A lesbian couple from New Jersey is seeking $3 million from a Murray Hill fertility bank they accuse of losing their frozen embryos.
The women, Cathy Berger and Adriana Pacheco of Hoboken, say in a lawsuit filed Friday in Manhattan Supreme Court that in 2003 they paid Repro Lab Inc. to store six embryos, created with eggs from Ms. Pacheco.
When Ms. Berger — who had been taking drugs to prepare her body for implantation — visited the storage facility last year to retrieve the embryos, clinic officials told her the “embryos were missing, could not be found, and had been lost,” according to the court papers.
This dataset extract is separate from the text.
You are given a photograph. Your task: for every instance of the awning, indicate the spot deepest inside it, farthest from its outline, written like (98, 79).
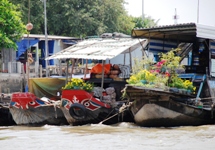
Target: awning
(100, 49)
Their lawyer, Susan Dennehy, said the clinic searched again, but couldn’t find the eggs. Ms. Dennehy said her clients told her not to comment beyond what was written in the legal papers in order to protect the privacy of their children.
As a result of loss, the women “have sustained the loss of irreplaceable property, the embryos, as well as suffered pain, injury, mental anguish … emotional distress,” as well as “loss of chance,” the papers say.
Ms. Berger had a miscarriage, according to an article in Mothering magazine.
The suit calls Repro Lab “negligent in the hiring and supervision of medical personnel who were careless” and “unskillful,” adding that the couple trusted the clinic to safeguard their reproductive tissue.
A Repro Lab employee who answered the clinic’s phone and identified herself only as Deborah, said she hasn’t seen a copy of the lawsuit, which also seeks punitive damages.
“I have nothing to say,” she said.
Repro Lab — which calls itself “the semen cryobanking center that cares” — made news when it refused to release a sperm sample it was storing to the parents of a 23-year-old cancer patient who paid the clinic before he died to store his semen.
The lab said the man said he wanted the sample destroyed upon his death. A state judge last year ordered the deposit destroyed.
In addition to embryo storage, Repro Lab offers lab testing, an anonymous donor program, and other reproductive services.